Jak donosi WP.PL, na autostradzie A4 przed zjazdem na Zakopiankę doszło do kolizji z udziałem samochodu SOP. Biuro prasowe potwierdziło tę informację dodając, że na pokładzie nie było osób chronionych.
Samochodem służbowym jechał nasz funkcjonariusz. Nic złego nikomu się nie stało. To była niegroźna kolizja
To kolejne tego typu zdarzenie z udziałem limuzyny Służby Ochrony Państwa. Do podobnych doszło na początku marca, w lutym i styczniu.
Wczoraj w Krakowie lub okolicy po raz kolejny rozbiła się kolumna @SOP_GOV_PL. Całość jest trzymana w ścisłej tajemnicy.
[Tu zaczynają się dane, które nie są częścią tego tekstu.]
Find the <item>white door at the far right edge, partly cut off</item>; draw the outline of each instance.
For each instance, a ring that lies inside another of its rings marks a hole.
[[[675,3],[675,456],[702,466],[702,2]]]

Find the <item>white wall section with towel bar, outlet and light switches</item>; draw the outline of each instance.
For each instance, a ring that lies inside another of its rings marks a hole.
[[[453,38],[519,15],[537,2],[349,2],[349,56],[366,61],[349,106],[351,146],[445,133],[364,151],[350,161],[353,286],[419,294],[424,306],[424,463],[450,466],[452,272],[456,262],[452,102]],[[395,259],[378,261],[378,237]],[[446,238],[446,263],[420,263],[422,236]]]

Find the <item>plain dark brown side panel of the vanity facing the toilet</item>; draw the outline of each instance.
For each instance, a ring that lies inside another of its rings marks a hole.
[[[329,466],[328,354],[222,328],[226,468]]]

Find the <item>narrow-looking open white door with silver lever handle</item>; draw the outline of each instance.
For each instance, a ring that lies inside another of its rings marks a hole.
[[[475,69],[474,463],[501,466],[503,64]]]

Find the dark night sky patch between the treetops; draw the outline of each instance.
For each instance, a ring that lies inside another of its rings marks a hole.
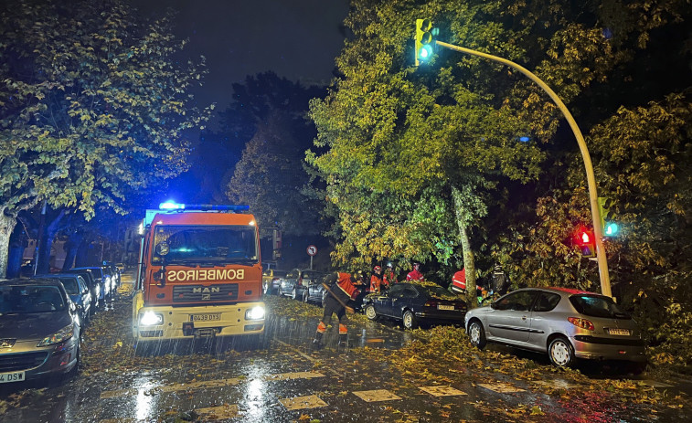
[[[144,15],[173,7],[176,35],[186,51],[207,58],[205,86],[195,91],[200,106],[224,110],[231,84],[266,70],[303,85],[332,78],[344,44],[340,30],[348,0],[130,0]],[[212,128],[213,123],[212,123]]]

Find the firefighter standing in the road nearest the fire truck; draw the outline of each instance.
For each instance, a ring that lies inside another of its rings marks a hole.
[[[325,278],[323,282],[327,297],[325,301],[325,313],[322,320],[317,325],[317,332],[314,333],[313,346],[315,349],[322,347],[322,336],[326,332],[327,326],[332,322],[332,314],[336,313],[339,319],[339,346],[346,346],[348,341],[348,329],[346,329],[346,312],[354,312],[353,308],[348,307],[348,301],[355,300],[360,293],[359,288],[363,285],[363,274],[335,272]]]

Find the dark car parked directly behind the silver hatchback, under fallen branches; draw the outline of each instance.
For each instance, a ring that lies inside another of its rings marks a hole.
[[[363,300],[368,319],[385,316],[402,321],[407,329],[420,323],[463,324],[466,299],[432,282],[401,282],[388,291],[368,294]]]

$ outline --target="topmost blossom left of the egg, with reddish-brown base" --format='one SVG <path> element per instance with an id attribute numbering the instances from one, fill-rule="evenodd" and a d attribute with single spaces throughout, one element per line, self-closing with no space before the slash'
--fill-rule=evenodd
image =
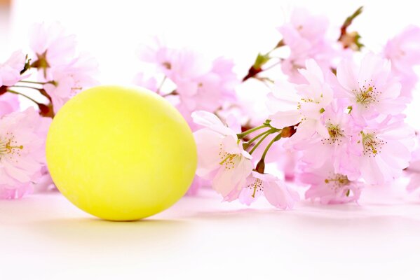
<path id="1" fill-rule="evenodd" d="M 51 67 L 67 64 L 74 59 L 76 36 L 67 35 L 58 22 L 49 26 L 37 23 L 29 31 L 29 45 L 36 55 L 32 65 L 39 68 L 41 77 L 48 81 L 51 80 Z"/>

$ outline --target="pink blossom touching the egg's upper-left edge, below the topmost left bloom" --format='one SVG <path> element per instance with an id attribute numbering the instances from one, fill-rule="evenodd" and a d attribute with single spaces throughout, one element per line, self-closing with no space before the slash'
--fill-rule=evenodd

Szukam szczegółów, ktoś pomoże…?@A_Pawlikowski @ISzafranska @Wilk61865095 @robertzielinski @jodynaa @MariuszGierszew @TropicielWP @MariuszCiarka pic.twitter.com/vkji3CuZHC
— stumbras (@stumbras3) 9 marca 2019
26 lutego do dymisji podał się Gen. bryg. SOP Tomasz Miłkowski. Złożył rezygnację z zajmowanego stanowiska po tym, jak jeden z kierowców Służby Ochrony Państwa skompromitował się przyjeżdżając po ministra Morawieckiego. Funkcjonariusz przyjechał wczesnym rankiem po szefa rządu na jedno z warszawskich osiedli.
Będąc na miejscu, przez przypadek miał włączyć sygnały dźwiękowe budząc całe osiedle. Później przez wiele minut nie mógł ich wyłączyć. Kierowca z włączonymi syrenami wyjechał z osiedla i przyjechał do siedziby jednej ze służb specjalnych, tam prosił o pomoc. Gdy wysiadł z limuzyny, ta zatrzasnęła się i trzeba było ściągnąć specjalną ekipę.